A cassette demagnetizer is a device that removes the magnetic field that accumulates during the use of audio cassettes in cassette decks.

The passage of magnetically charged tape over the metallic parts of the tape deck imparts a magnetic polarity that can reduce fidelity in recording and playback. Demagnetizers (also called degaussers) remove this polarity.

Demagnetizers of the cassette type resemble cassettes and contain circuitry to demagnetize tape heads. Demagnetizers of the wand type demagnetize anything that they touch, including tape heads and capstans. The wand's advantage lies in its demagnetizing other metal parts of the tape path, not just the heads. Used carelessly, it can increase the magnetization of the heads; if used too close to tapes, it can erase them. Both of these types of demagnetizer contain electronic circuitry and require a power source (either a battery or a power cord).
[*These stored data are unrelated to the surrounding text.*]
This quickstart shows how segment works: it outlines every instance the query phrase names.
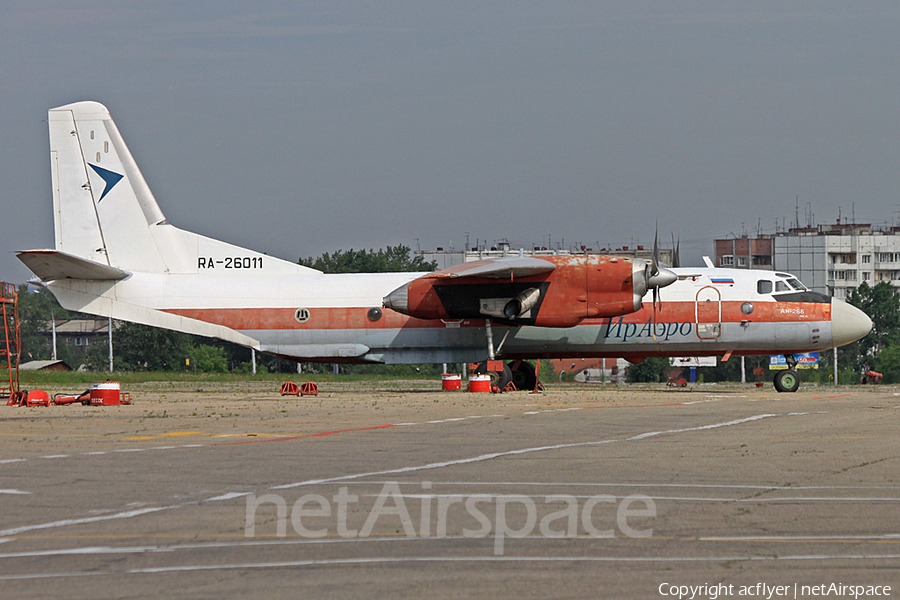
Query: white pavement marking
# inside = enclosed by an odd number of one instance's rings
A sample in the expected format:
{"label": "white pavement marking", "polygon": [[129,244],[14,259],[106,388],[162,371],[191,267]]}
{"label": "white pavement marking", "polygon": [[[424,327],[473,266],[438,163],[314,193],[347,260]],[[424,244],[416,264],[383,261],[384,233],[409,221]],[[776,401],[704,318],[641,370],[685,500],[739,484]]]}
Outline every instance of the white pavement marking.
{"label": "white pavement marking", "polygon": [[666,429],[665,431],[651,431],[649,433],[642,433],[640,435],[636,435],[628,438],[628,441],[633,440],[644,440],[649,437],[655,437],[657,435],[665,435],[667,433],[684,433],[687,431],[703,431],[704,429],[717,429],[719,427],[729,427],[731,425],[741,425],[743,423],[749,423],[751,421],[758,421],[759,419],[766,419],[768,417],[777,417],[775,414],[765,414],[765,415],[754,415],[752,417],[747,417],[746,419],[736,419],[734,421],[726,421],[725,423],[714,423],[712,425],[701,425],[699,427],[686,427],[684,429]]}
{"label": "white pavement marking", "polygon": [[143,508],[140,510],[129,510],[120,513],[114,513],[111,515],[103,515],[98,517],[82,517],[80,519],[63,519],[61,521],[51,521],[50,523],[38,523],[37,525],[23,525],[21,527],[12,527],[10,529],[0,530],[0,536],[5,535],[18,535],[20,533],[25,533],[26,531],[36,531],[39,529],[52,529],[54,527],[65,527],[67,525],[84,525],[85,523],[97,523],[99,521],[112,521],[114,519],[130,519],[131,517],[137,517],[140,515],[145,515],[148,513],[159,512],[161,510],[168,510],[170,508],[178,508],[179,506],[183,506],[182,504],[175,504],[172,506],[159,506],[159,507],[151,507],[151,508]]}
{"label": "white pavement marking", "polygon": [[249,496],[253,492],[229,492],[227,494],[222,494],[221,496],[215,496],[213,498],[207,498],[204,502],[219,502],[220,500],[233,500],[235,498],[243,498],[244,496]]}
{"label": "white pavement marking", "polygon": [[[778,416],[778,415],[774,415],[774,414],[754,415],[752,417],[747,417],[745,419],[736,419],[734,421],[727,421],[724,423],[713,423],[711,425],[698,425],[696,427],[684,427],[682,429],[670,429],[670,430],[666,430],[666,431],[653,431],[653,432],[648,432],[648,433],[643,433],[643,434],[640,434],[637,436],[633,436],[633,437],[627,438],[625,440],[621,440],[621,439],[597,440],[597,441],[593,441],[593,442],[576,442],[576,443],[571,443],[571,444],[556,444],[553,446],[536,446],[536,447],[532,447],[532,448],[522,448],[519,450],[508,450],[506,452],[492,452],[490,454],[482,454],[480,456],[474,456],[471,458],[462,458],[462,459],[457,459],[457,460],[449,460],[449,461],[445,461],[445,462],[429,463],[426,465],[418,465],[418,466],[413,466],[413,467],[401,467],[399,469],[387,469],[384,471],[371,471],[371,472],[367,472],[367,473],[341,475],[338,477],[329,477],[329,478],[325,478],[325,479],[309,479],[306,481],[299,481],[299,482],[295,482],[295,483],[288,483],[288,484],[283,484],[283,485],[272,486],[267,489],[268,490],[284,490],[284,489],[290,489],[290,488],[295,488],[295,487],[300,487],[300,486],[305,486],[305,485],[331,483],[331,482],[335,482],[335,481],[350,481],[353,479],[362,479],[364,477],[375,477],[375,476],[379,476],[379,475],[395,475],[395,474],[400,474],[400,473],[411,473],[414,471],[440,469],[443,467],[452,467],[452,466],[456,466],[456,465],[463,465],[463,464],[493,460],[495,458],[500,458],[500,457],[504,457],[504,456],[517,456],[517,455],[522,455],[522,454],[530,454],[533,452],[543,452],[546,450],[560,450],[560,449],[564,449],[564,448],[599,446],[599,445],[603,445],[603,444],[611,444],[611,443],[616,443],[616,442],[621,442],[621,441],[636,441],[636,440],[642,440],[642,439],[646,439],[649,437],[653,437],[653,436],[657,436],[657,435],[664,435],[664,434],[668,434],[668,433],[686,433],[686,432],[691,432],[691,431],[707,431],[710,429],[717,429],[720,427],[730,427],[730,426],[734,426],[734,425],[741,425],[744,423],[758,421],[759,419],[765,419],[768,417],[776,417],[776,416]],[[187,448],[187,447],[199,447],[199,446],[203,446],[203,444],[190,444],[188,446],[182,446],[182,447]],[[212,498],[206,498],[205,500],[200,500],[200,501],[184,502],[184,503],[173,504],[173,505],[169,505],[169,506],[159,506],[156,508],[144,508],[144,509],[140,509],[140,510],[124,511],[124,512],[114,513],[111,515],[83,517],[83,518],[79,518],[79,519],[63,519],[60,521],[52,521],[49,523],[38,523],[35,525],[23,525],[21,527],[13,527],[10,529],[0,530],[0,536],[18,535],[20,533],[25,533],[27,531],[36,531],[36,530],[40,530],[40,529],[51,529],[51,528],[55,528],[55,527],[65,527],[65,526],[69,526],[69,525],[83,525],[86,523],[96,523],[99,521],[110,521],[110,520],[114,520],[114,519],[128,519],[131,517],[137,517],[137,516],[148,514],[148,513],[195,505],[195,504],[199,504],[200,502],[219,502],[222,500],[230,500],[230,499],[239,497],[239,496],[233,495],[236,493],[238,493],[238,492],[229,492],[229,493],[225,493],[225,494],[220,494],[218,496],[214,496]]]}
{"label": "white pavement marking", "polygon": [[[421,485],[418,481],[358,481],[359,485]],[[649,488],[702,488],[702,489],[737,489],[737,490],[900,490],[900,486],[881,485],[730,485],[713,483],[633,483],[633,482],[548,482],[548,481],[433,481],[433,486],[466,486],[466,485],[515,485],[544,487],[649,487]]]}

A third design consists of a cassette shell with a head cleaning tape wound on the spools and a magnetic disc mounted above the head cleaner tape. When the deck "plays" the cassette, the tape cleans the heads and simultaneously the magnet rotates, creating the alternating magnetic field required for demagnetizing.

Some cassette decks demagnetize themselves. These work by feeding the record head a high-frequency signal, whose amplitude is great at first and then is reduced to zero over a few seconds.